11 October 2016
Here’s the introduction to the profile and interview….
We recently interviewed Anne to learn about her experiences serving cannabis entrepreneurs in the Northwest. In the following interview, Anne shares her legal background and talks about making the transition to cannabis law from a more mainstream industry. She talks about the most common cannabis-specific issues that she and her firm face, discusses the importance of compromise in legal battles between industry participants, and much more.
Ganjapreneur: What were your reasons for going from a mainstream industry to the cannabis space, and when did you make that shift?

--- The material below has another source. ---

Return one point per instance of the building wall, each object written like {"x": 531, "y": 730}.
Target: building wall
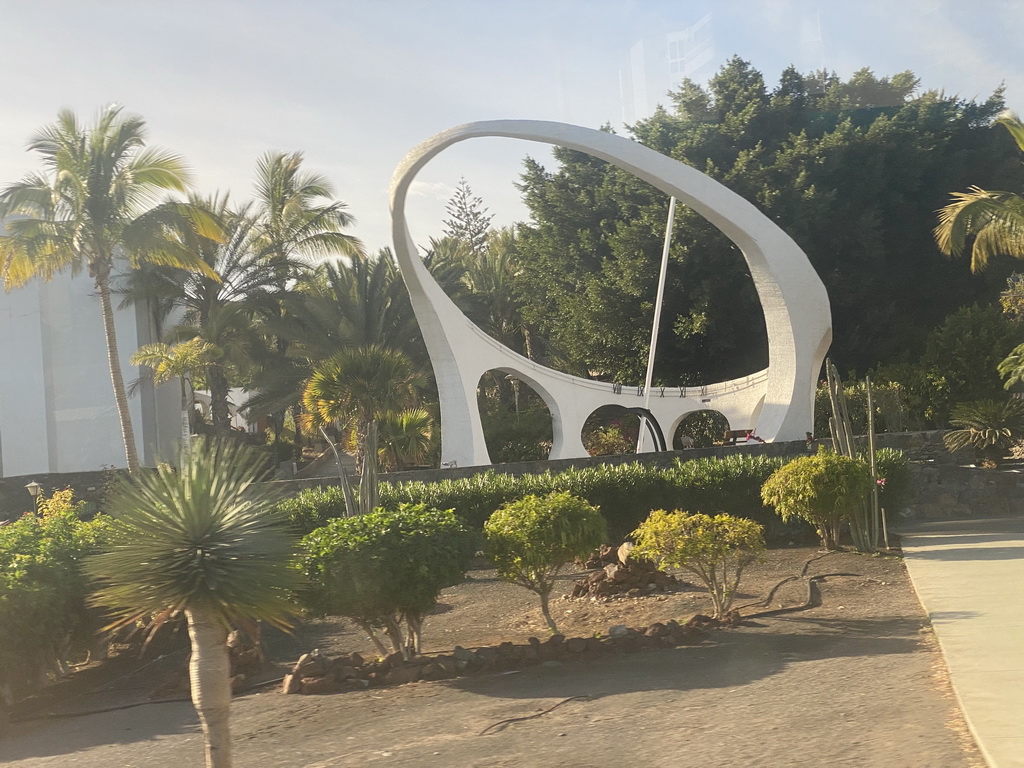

Anne van Leynseele: Prior to launching my practice in marijuana law, I was a federal attorney advisor in Washington DC and worked on the Affordable Care Act. When I returned to Seattle, I was inspired by a two sentence bit in Newsweek magazine that stated the Federal Bureau of Reclamation was denying water rights to legal marijuana growers in Colorado and Washington. This peeked my curiosity. I found many DUI and criminal lawyers were advertising as marijuana lawyers, but I realized that this new industry in a highly regulated environment needed me. My background in the Los Angeles entertainment industry, Seattle’s corporate communications market, and as a business management consultant in Sydney, Australia gave me the business acumen to support the legal work in a holistic and strategic way that would sustain my clients’ success.
Would you say that specializing in cannabis law is more demanding than other industries?
Yes, my experiences are creating a new body of law and cannabis law changes so rapidly that absorbing and interpreting the daily dose of new information is challenging. Fortunately, in our firm we have a remarkable team; each have specific areas of expertise. By “playing zones” we are able to share knowledge with each other and provide our clients with integrated information. One example of this working well happened prior to the Washington State Liquor and Cannabis Board changing a policy last summer. Because I encourage our team and our clients to communicate regularly by not charging for non-substantive exchanges; we all benefit from discussing small changes that foreshadow shifts in the industry. I am then able to proactively send analyzed or triangulated information that often saves our clients from potential financial hardships.
Are there any drawbacks to focusing on cannabis law?
I am affected by some of the same stigma that all cannabis businesses face; difficulty with banking; being subjected to everyone’s political or moral rants about the issue whether they are for or against legalization; and what I call “green gouging” or over priced services because based on news reports, everyone thinks that we are all marijuana millionaires. And I am committing multiple felonies every time I come to work.
How many people are employed at your law firm?
We have a core team of five lawyers, two paralegals and an additional team of specialist lawyer that integrate into our comprehensive strategic planning as needed.